Kia looked out the window.
“The guy from Effectz says there’s someone downstairs signing women’s breasts.”
It was the colorful group Lillian had spotted coming down the street. And, yes, a woman was baring the top of her cleavage so the person with the blue hair could do something that looked very much like signing a name. Another woman queued up behind the first one, T-shirt pulled down.
“Please tell me that’s not the competition.”
“The burlesque group.”
“We rehearsed for twelve hours yesterday,” Lillian grumbled, more to the unfairness of the universe than to Kia. “And we’re up against some dude who signs women’s breasts.”
“Chick.”
“That doesn’t make it better.”
“It’s not even staged. The guy from Effectz said a bunch of fans caught her on the street. I don’t know why the show didn’t stop her. Maybe the producers were all up here.” Kia craned her neck. “Blue hair. Must be a Portland thing. That chick you hooked up with last time we were here, she had blue hair.”
“I don’t remember.”
The breast signer disappeared from view. Lillian leaned her arms on the windowsill and rested her chin on her hands in a pose Eleanor would have called undignified and casual. The sound of voices got louder. Someone turned on music. She was vaguely aware of cameras moving past her, probably identifying her as the standoffish one.
“Aw shit, of course you remember,” Kia said. “When I asked you how your night was, you said, Nice. Usually they’re just acceptable.”

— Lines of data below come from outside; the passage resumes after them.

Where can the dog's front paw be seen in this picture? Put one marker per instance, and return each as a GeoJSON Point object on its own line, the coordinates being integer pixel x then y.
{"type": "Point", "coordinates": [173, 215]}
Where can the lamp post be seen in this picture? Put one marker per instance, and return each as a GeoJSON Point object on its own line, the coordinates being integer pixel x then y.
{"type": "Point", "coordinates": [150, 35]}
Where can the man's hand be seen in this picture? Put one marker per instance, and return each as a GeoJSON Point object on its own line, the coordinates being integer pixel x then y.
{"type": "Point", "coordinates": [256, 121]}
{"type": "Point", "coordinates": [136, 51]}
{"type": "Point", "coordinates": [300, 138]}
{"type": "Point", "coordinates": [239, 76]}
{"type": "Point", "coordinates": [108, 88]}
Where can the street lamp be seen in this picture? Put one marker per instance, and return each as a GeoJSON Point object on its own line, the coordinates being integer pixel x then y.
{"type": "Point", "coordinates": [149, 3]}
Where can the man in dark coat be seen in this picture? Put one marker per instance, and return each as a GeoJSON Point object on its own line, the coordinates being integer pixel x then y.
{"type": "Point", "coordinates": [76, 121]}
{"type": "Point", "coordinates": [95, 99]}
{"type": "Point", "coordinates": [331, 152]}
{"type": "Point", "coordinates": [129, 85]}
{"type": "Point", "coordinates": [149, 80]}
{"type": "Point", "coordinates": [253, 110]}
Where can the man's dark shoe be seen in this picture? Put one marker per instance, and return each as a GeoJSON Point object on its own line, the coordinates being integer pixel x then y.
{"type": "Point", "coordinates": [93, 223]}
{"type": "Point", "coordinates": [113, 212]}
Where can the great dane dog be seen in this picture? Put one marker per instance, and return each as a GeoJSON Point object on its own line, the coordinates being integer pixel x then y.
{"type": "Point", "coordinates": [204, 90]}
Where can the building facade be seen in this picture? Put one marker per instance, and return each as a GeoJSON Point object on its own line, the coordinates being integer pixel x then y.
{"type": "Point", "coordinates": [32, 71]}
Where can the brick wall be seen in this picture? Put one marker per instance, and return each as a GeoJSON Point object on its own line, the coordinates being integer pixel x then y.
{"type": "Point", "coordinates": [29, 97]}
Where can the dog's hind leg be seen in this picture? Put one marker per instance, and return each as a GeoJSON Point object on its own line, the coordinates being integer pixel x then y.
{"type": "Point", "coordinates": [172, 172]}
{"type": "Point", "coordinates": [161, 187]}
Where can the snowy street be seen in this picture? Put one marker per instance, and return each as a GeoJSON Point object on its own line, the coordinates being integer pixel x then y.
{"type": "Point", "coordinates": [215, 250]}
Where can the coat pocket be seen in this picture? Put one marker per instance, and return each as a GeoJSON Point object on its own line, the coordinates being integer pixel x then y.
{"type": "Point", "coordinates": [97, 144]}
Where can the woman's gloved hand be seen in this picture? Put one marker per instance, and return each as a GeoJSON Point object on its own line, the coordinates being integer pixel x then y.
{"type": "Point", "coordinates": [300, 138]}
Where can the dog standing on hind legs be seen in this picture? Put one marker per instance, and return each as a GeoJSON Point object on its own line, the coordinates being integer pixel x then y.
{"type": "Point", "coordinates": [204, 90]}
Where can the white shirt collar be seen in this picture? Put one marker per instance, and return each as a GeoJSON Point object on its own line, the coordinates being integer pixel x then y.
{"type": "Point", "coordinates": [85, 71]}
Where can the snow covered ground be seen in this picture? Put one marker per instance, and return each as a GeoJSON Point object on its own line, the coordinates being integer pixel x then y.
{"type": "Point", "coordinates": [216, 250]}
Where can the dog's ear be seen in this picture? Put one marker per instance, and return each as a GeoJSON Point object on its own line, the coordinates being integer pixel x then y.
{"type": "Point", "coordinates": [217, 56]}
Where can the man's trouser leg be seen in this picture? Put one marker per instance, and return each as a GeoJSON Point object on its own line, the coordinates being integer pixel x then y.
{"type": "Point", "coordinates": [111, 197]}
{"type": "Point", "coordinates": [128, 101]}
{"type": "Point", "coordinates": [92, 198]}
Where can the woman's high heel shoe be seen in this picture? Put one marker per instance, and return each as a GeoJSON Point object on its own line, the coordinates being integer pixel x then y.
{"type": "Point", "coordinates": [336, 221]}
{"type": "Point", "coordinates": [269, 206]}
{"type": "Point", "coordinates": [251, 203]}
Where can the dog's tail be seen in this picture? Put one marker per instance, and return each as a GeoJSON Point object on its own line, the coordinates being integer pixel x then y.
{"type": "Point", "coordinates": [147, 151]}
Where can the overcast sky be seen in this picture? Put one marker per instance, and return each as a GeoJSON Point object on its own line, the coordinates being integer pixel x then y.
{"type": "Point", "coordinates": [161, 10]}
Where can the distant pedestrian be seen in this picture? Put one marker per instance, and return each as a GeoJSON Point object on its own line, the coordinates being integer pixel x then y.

“I’ve never said that.” Had she?
“Girl,” Kia strung the word out. “You told me you danced with her.”
“I’m a dancer.”
“Not like that. You liked her.”
“Maybe you’re right.”
“I’m right.” Kia bobbed her head back and forth, her Afro puffs bouncing. “I’m going to hit the bar. Try not to stress over here.” She headed off, but she was back in a second, no drink in hand, her expression so smug it verged on evil.
“What?” Lillian asked.
“You don’t even know. My dad is going to love this. Fate. Serendipity. Language of love. This is too good.”
Whatever it was, it probably wasn’t good.
“I’m dying to know.” She wasn’t.
“Take a look.” Kia put her hands on Lillian’s shoulders, turning her to face the party behind her.
Lillian looked.
“What?”
“Guess who’s here.”
“Who?”
“Blue hair over there.”
“Yeah. You said she was one of the burlesque group.”
The performer’s back was turned toward them, but even from behind the woman exuded confidence. She wore a dark blue suit that matched her hair and glistened like an oil slick. Was she taking out a pen to sign another fan’s breasts? Where were the producers to stop that tackiness? Maybe the show would cast her as the over-the-top one. They’d probably demand a rivalry between stuffy ballet and… whatever that display was.
Kia looked from Lillian to the performer and back. Her face said, Gotcha.
“I get it,” Lillian said. “That’s who we’re up against. Thank you for reminding me.”
Then the performer turned in their direction, and Lillian’s life got so much more complicated.